What would happen, do you think, if we really rethought the whole testing and exam thing in schools. Let’s say we keep exams, but update them to allow us to assess, not memory recall, but the skills we really value today. What if these exams posed hard, challenging problems that, like real-world problems, don’t necessarily have a ‘right’ answer. What if these questions forced students to use critical thinking and complex analysis, to take a moral stance, or to come up with an innovative ‘solution’. (Obviously, we would delete multiple-choice style questions along the way.)
And then, what would happen if all tests, all exams were ‘open book’. Students would be allowed to access their own notes and the accumulated wisdom of others. Perhaps, in these new exams, students could take a concept from YouTube (yes, internet access!) being presented by Stephen Hawking and then evolve his thinking to create a new, applied solution to a new problem.

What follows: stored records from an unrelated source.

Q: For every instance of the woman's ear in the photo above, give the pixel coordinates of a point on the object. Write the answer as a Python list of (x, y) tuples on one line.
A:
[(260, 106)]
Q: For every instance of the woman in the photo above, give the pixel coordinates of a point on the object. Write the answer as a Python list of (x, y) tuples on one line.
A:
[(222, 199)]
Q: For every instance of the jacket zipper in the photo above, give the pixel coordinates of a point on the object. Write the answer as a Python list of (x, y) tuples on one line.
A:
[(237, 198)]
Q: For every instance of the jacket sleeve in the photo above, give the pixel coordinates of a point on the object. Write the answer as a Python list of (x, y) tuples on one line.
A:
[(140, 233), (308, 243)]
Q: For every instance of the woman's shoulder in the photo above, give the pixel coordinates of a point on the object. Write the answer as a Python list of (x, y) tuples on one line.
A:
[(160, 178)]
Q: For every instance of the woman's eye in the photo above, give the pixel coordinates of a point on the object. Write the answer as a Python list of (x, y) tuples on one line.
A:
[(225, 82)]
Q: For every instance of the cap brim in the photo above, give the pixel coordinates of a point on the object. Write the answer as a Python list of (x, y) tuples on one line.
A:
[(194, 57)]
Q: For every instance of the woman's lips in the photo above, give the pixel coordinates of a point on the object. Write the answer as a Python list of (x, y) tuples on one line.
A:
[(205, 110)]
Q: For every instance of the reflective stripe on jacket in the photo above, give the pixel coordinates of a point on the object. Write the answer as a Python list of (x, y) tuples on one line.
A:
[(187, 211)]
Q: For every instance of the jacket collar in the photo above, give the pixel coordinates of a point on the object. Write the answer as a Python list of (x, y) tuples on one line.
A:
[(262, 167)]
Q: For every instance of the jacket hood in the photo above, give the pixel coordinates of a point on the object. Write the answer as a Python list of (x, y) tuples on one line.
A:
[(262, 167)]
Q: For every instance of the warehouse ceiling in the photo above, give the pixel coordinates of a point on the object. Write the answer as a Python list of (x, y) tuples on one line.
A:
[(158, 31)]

What if students could connect with other students, share real-time developments, prototyping of solutions and even learn from each other’s mistakes. And what if we could assess the process, the ability of students to really ‘think’ under pressure, to conceptualise a future solution, to collaborate, cooperate and enhance the work of others as they collectively strive towards solving a hard problem using ’21st century skills’ that have been honed throughout their schooling.
Much of the above is already being trialled and researched in innovative schools around the world. There are significant obstacles to overcome, including political and budgetary hurdles, but this future is possible. The University of Queensland even has a very cool Assessment Ideas Factory for educators, designed to share and promote innovative assessment.
But then again, it’s probably easier to just lock students in a room, take their phones away, sit them in silence for two hours and encourage them to try to beat each other at ‘remembering’ the answers. (And multiple-choice exams are so much easier to grade!)